Positive training, while a welcome training method through and through, still has a healthy amount of debate on what exactly it is. Many still need to know that positive reinforcement is definitely not positive training, and that positive reinforcement is a system employing no aversives whatsoever. Indeed, what is positive training? And what makes an aversive mild, or harsh?

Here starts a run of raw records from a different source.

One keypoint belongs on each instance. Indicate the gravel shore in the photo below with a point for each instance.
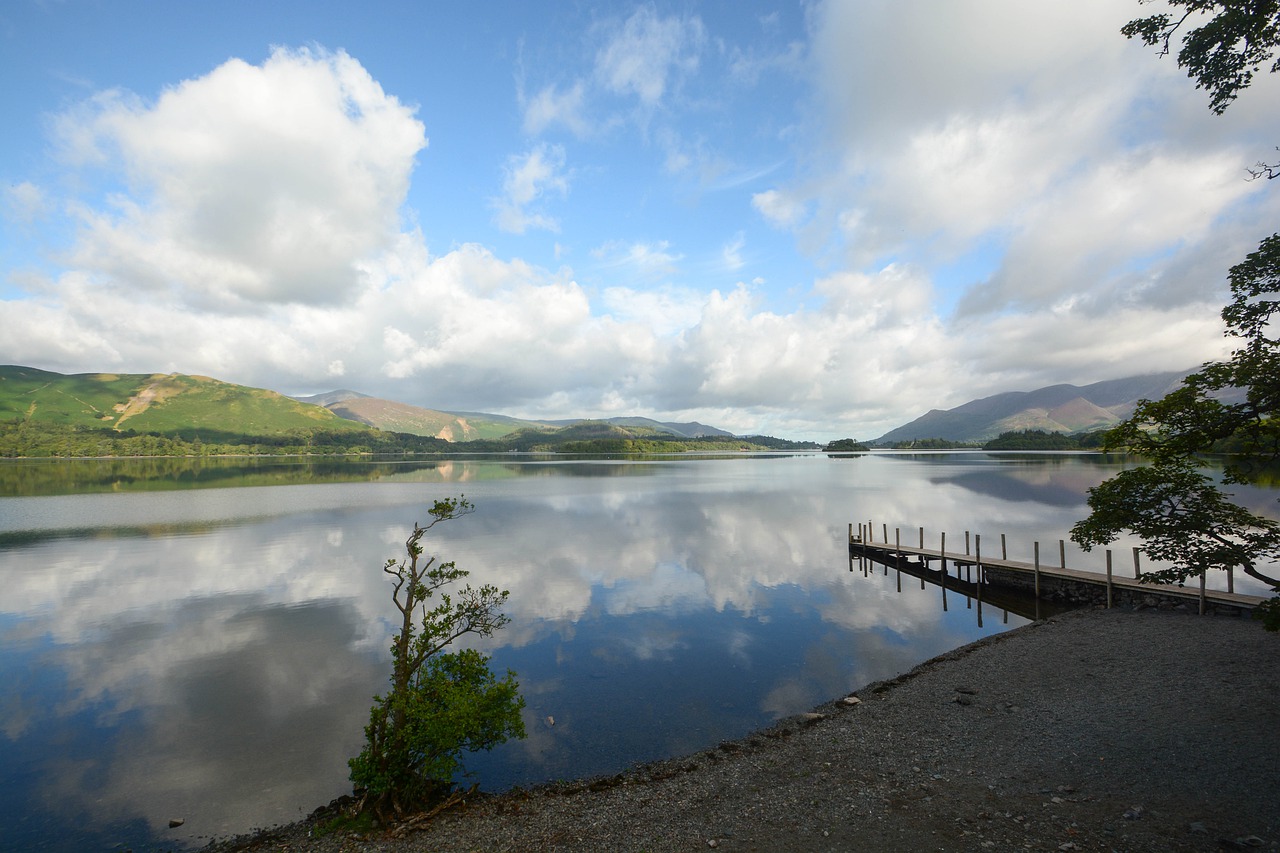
(1096, 730)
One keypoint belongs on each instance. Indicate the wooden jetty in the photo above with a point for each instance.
(995, 578)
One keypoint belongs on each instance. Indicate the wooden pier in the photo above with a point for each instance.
(988, 576)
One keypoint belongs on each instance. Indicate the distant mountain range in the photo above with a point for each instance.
(179, 404)
(1055, 409)
(470, 425)
(167, 404)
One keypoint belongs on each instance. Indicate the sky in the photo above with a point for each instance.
(804, 219)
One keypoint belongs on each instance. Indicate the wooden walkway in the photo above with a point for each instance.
(1032, 576)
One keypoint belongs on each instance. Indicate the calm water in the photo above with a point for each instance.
(201, 641)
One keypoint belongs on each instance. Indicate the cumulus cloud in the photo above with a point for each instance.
(528, 178)
(648, 54)
(979, 210)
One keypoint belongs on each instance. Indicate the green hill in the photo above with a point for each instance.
(165, 404)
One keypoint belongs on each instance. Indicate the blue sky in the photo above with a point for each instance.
(808, 219)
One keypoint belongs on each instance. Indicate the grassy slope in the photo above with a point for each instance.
(170, 405)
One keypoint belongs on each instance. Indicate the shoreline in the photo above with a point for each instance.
(1134, 730)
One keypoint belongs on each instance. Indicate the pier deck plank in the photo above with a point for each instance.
(1216, 596)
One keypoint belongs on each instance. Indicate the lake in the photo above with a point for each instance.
(201, 639)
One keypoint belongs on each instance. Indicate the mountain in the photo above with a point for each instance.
(471, 425)
(1056, 409)
(691, 429)
(168, 404)
(402, 418)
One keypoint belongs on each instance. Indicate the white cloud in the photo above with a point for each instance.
(248, 185)
(528, 178)
(778, 209)
(643, 260)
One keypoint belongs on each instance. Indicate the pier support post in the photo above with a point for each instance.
(1037, 571)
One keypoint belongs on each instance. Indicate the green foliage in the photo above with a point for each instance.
(168, 405)
(1179, 514)
(442, 702)
(1180, 518)
(1178, 511)
(1224, 53)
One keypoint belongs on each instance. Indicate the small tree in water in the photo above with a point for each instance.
(440, 703)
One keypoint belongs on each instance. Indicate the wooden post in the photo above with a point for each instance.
(1109, 578)
(977, 560)
(897, 556)
(942, 562)
(1037, 570)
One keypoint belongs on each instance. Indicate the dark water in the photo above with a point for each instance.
(200, 641)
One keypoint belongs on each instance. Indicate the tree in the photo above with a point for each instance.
(1182, 516)
(440, 702)
(1224, 53)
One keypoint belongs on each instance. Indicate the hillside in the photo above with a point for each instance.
(415, 420)
(167, 404)
(1054, 409)
(470, 425)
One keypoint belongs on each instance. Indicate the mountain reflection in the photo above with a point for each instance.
(211, 653)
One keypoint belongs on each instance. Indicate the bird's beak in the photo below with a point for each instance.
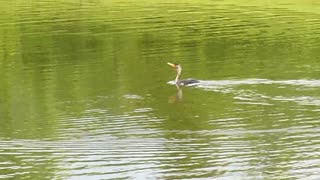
(170, 64)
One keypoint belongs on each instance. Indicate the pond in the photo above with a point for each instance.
(86, 92)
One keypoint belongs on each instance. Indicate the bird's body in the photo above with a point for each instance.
(183, 82)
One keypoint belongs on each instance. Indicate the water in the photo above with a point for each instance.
(85, 90)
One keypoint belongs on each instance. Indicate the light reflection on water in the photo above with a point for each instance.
(84, 92)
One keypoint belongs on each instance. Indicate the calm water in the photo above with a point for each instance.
(84, 90)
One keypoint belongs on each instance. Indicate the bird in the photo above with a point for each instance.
(183, 82)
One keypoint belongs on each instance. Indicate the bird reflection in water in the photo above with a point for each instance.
(178, 97)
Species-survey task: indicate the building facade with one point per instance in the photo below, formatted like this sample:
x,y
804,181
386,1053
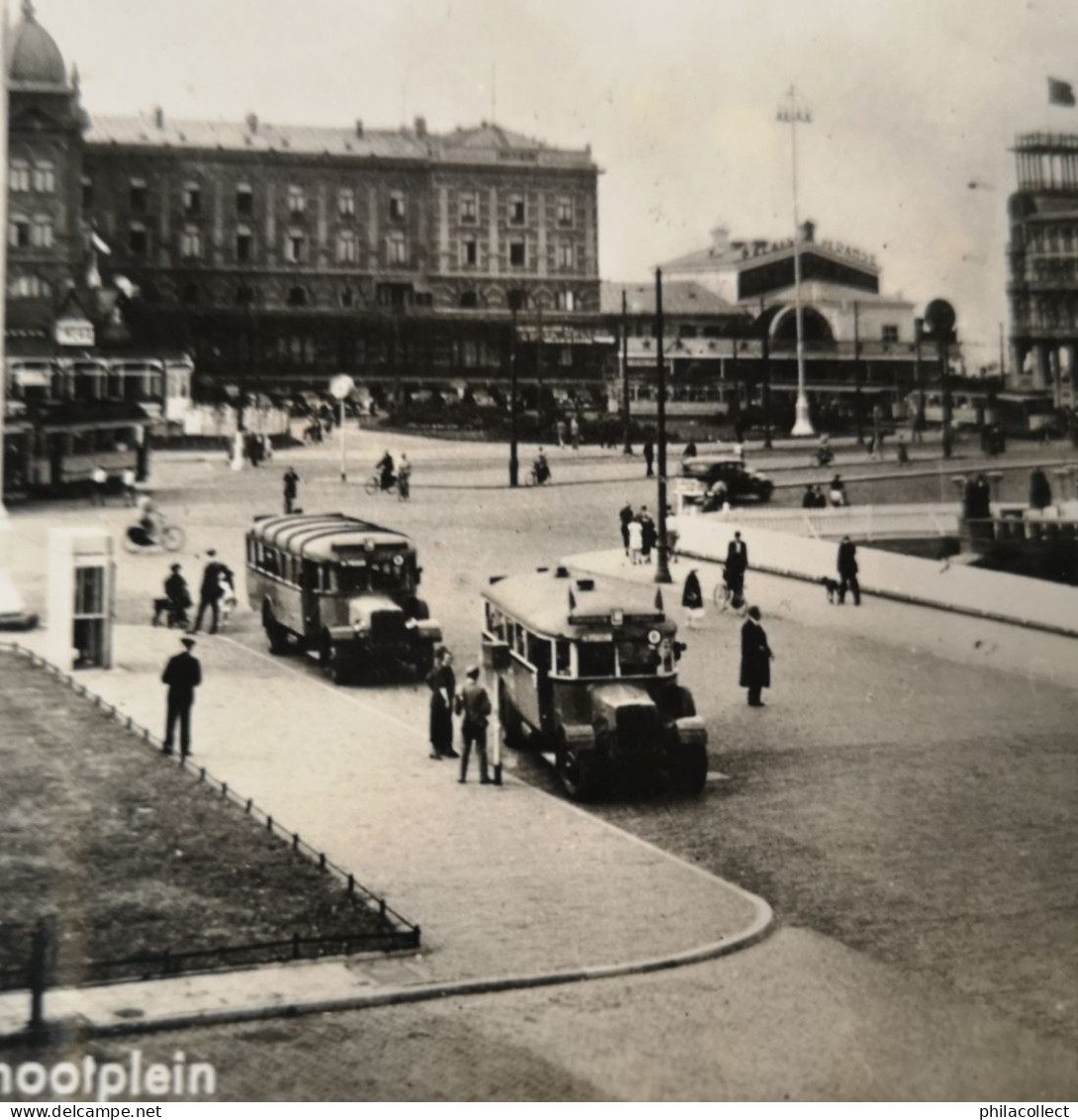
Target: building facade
x,y
1042,256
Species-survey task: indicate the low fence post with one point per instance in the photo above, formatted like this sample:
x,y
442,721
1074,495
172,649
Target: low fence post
x,y
43,956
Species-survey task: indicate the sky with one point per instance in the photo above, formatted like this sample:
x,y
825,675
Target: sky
x,y
914,107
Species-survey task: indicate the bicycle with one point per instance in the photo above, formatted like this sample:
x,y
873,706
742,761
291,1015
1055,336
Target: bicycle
x,y
374,485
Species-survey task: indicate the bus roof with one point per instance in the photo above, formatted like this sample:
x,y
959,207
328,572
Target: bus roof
x,y
325,536
562,605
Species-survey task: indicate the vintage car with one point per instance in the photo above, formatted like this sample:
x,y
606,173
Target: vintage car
x,y
721,478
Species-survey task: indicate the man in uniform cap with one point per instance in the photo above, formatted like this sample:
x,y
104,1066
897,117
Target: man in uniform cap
x,y
473,702
182,674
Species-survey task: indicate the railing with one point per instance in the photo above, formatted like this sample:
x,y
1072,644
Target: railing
x,y
400,934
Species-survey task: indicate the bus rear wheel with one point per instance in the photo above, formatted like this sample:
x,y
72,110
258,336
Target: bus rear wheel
x,y
580,771
690,769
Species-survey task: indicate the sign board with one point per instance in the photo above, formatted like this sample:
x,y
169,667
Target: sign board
x,y
74,333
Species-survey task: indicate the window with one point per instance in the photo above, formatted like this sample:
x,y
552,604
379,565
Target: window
x,y
44,178
190,245
245,245
137,240
19,232
296,247
19,175
138,196
43,232
347,248
396,250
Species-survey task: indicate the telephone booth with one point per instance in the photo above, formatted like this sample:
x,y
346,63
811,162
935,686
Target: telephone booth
x,y
80,597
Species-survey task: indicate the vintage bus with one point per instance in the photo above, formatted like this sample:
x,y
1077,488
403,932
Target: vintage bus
x,y
343,589
587,667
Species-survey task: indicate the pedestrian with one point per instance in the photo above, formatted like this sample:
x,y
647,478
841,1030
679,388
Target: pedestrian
x,y
182,674
736,565
176,603
291,488
648,535
1040,490
635,537
755,658
693,600
626,515
847,571
99,483
210,592
128,480
442,682
473,703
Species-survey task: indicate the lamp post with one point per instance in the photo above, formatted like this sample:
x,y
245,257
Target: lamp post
x,y
661,570
794,113
514,460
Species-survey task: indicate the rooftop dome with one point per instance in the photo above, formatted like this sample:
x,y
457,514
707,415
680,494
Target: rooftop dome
x,y
35,57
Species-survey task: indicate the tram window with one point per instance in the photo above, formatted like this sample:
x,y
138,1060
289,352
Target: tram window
x,y
596,659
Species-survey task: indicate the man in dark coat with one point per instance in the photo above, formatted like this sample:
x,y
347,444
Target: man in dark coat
x,y
847,571
626,514
736,564
210,592
291,488
182,674
1040,490
755,658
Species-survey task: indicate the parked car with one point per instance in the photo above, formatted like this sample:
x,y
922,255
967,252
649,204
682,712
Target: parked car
x,y
726,478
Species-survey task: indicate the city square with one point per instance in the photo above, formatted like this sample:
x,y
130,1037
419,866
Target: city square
x,y
259,372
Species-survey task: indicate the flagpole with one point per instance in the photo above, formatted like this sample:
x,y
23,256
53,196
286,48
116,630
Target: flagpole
x,y
13,608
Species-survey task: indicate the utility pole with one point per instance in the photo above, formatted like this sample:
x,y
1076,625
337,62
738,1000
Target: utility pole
x,y
627,443
661,570
794,113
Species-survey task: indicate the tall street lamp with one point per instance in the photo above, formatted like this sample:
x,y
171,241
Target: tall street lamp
x,y
661,570
795,113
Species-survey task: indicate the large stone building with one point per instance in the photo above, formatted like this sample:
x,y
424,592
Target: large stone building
x,y
290,253
1043,266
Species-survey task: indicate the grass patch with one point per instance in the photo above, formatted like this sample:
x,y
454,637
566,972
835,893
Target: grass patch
x,y
134,856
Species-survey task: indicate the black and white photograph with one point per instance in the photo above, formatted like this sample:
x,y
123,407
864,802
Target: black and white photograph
x,y
539,553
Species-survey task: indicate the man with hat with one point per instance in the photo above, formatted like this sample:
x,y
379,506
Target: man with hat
x,y
473,702
182,674
210,593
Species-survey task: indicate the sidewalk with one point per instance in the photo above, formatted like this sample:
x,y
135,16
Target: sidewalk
x,y
512,887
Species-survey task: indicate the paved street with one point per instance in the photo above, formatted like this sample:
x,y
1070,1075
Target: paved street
x,y
904,802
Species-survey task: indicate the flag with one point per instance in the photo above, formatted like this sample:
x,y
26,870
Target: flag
x,y
1060,93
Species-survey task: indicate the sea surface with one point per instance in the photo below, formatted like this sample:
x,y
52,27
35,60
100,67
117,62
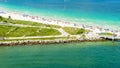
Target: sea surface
x,y
70,55
91,12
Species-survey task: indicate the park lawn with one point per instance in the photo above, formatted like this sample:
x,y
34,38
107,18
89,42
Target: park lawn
x,y
12,31
74,31
106,33
28,23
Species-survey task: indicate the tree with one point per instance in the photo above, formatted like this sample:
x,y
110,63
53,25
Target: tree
x,y
80,31
9,19
1,18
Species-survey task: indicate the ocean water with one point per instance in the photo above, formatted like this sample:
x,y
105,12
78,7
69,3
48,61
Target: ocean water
x,y
91,12
70,55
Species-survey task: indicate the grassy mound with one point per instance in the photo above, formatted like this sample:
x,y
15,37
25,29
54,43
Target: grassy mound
x,y
74,31
12,31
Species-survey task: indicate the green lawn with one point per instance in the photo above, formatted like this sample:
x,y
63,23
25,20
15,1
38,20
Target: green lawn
x,y
27,23
74,31
108,34
12,31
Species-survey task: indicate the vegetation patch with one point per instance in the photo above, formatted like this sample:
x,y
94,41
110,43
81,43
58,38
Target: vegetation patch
x,y
74,31
108,34
12,31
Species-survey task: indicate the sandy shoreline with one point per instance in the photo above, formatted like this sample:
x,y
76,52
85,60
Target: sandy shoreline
x,y
95,29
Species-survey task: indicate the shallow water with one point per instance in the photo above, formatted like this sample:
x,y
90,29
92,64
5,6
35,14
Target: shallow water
x,y
75,55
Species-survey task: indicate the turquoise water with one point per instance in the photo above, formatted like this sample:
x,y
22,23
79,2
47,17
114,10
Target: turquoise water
x,y
75,55
99,12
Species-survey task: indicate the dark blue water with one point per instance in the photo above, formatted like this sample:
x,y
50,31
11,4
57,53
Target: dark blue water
x,y
75,55
101,12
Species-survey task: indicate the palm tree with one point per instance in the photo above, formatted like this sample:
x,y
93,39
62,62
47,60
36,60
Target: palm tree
x,y
9,19
1,18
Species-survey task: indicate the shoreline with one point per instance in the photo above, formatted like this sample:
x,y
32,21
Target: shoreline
x,y
44,42
95,30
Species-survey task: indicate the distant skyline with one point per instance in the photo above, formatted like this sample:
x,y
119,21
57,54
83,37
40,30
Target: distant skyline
x,y
60,1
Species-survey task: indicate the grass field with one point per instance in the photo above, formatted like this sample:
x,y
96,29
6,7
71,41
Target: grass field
x,y
2,19
74,31
12,31
108,34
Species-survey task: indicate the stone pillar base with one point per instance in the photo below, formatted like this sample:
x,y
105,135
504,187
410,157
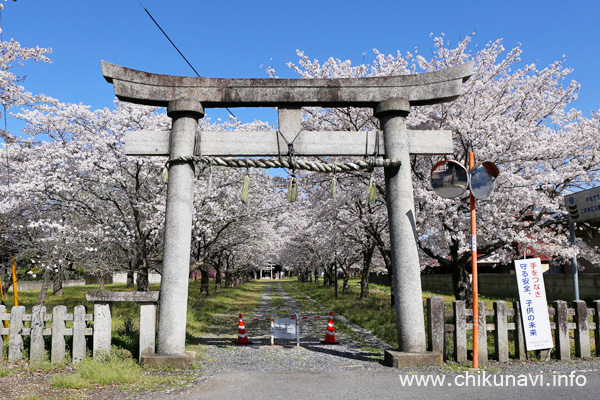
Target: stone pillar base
x,y
398,359
177,361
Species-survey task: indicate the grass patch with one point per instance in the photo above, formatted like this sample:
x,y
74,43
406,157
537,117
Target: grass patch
x,y
116,370
374,313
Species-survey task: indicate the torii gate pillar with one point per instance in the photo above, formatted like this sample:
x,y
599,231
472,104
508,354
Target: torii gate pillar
x,y
410,323
391,98
178,227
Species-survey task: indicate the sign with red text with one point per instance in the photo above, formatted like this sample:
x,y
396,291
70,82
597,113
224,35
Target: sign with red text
x,y
534,307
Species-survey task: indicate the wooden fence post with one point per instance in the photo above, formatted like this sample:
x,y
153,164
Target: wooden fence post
x,y
3,331
460,331
582,334
78,334
15,343
435,324
501,333
520,351
36,347
561,331
597,327
147,328
483,355
102,329
57,351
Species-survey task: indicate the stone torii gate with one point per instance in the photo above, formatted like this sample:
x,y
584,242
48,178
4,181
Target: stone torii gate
x,y
187,97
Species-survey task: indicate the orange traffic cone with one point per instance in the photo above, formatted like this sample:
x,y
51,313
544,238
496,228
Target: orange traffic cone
x,y
242,338
330,333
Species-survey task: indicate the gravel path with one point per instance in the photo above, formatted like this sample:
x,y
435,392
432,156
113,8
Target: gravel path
x,y
310,356
347,370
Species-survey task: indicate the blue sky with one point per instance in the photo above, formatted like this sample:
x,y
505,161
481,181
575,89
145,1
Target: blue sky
x,y
234,38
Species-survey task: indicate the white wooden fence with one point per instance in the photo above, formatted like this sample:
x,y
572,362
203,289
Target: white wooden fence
x,y
59,325
447,329
34,326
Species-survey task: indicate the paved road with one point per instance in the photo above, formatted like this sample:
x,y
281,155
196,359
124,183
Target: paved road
x,y
361,384
350,372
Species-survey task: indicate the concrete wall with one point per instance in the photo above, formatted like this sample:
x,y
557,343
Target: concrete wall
x,y
37,285
121,277
558,287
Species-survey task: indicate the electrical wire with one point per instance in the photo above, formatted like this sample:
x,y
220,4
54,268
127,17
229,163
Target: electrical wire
x,y
176,48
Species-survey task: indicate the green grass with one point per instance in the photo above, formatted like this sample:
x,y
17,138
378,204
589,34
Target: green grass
x,y
115,370
374,313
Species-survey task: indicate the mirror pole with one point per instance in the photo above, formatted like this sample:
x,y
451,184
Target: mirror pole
x,y
474,283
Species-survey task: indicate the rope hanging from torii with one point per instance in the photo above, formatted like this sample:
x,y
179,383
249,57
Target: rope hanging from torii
x,y
314,166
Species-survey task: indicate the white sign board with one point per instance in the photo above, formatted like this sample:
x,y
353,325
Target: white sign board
x,y
584,206
534,307
283,328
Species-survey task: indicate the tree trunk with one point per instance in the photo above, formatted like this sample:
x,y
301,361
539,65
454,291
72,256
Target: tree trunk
x,y
204,282
103,281
387,259
367,251
346,285
130,279
143,282
227,278
43,291
218,280
364,283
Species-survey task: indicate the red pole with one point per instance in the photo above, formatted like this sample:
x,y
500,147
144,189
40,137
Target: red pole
x,y
474,272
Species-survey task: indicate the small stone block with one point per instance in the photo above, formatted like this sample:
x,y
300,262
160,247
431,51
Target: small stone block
x,y
177,361
398,359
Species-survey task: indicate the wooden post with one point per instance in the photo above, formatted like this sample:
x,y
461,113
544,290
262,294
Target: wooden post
x,y
460,331
582,333
501,333
15,343
436,330
561,331
147,328
597,326
520,351
4,331
79,326
483,355
102,330
57,352
36,349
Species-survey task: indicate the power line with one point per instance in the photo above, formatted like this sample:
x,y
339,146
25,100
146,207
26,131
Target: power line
x,y
176,48
168,38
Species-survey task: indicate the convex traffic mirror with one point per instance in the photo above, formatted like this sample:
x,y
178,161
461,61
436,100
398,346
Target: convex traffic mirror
x,y
450,179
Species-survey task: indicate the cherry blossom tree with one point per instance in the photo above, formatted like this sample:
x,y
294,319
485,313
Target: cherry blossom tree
x,y
511,113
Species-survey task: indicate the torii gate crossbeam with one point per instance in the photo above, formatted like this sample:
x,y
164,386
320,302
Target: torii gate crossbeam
x,y
186,98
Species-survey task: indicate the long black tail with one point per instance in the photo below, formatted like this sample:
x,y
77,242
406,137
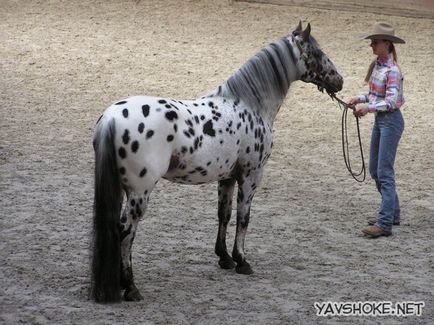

Most owners generally think of positive reinforcement as the reward – a game, a treat, patting, belly rubs – given for good behavior. Others also think of positive training as mostly training a dog what to do, compared to training a dog what not to do.
This means that, with Golden Retriever Training, the dog, say, gets good things for doing what the owner wants, otherwise it does not get anything good for not doing what was expected.
But it is known to most owners that there is a difference in not rewarding to deliberately dishing out to the dog something unpleasant, and more so if that something causes discomfort. To put it into action, the first instance can always happen (skipping a cookie and giving only a pat), but the last one can be skipped altogether for the dog’s good (absolutely no physical punishment).
Still others look at positive training as the putting into action of a reward based training plan. So in order to train a dog to “go out,” a treat is placed on the target, as against using an e-collar to put the dog on the spot, or a pulley system.
Most trainers consider as light punishment acts like withholding rewards, and applying pressure on the leash. A leash pop counts as medium. Lastly, some sensitive dog owners think that examples of heavy punishment are eye contact, and lifting the dog by its scruff. The average trainer is also likely to say that the e-collar makes a tricky correction device, in the sense that it can be a valuable tool to a minimum extent, but only if mastered well.
Still other trainers see “positive reinforcement” as the rewards themselves, “positive training” as the system which uses positive reinforcement, and “positive based training” as a system which utilizes positive reinforcement most of the time.
Before we end, let’s get updated on more kinds of corrections we may or may not ought to use in our Golden Retriever Training. More examples of mild aversives would be a slight verbal correction such as “eh eh”, a foot’s nudge (not a kick) on the dog’s fanny to get its attention, or dropping a can of coins near it.
Heavy punishment involve corporal punishment. But these are of course no-nos.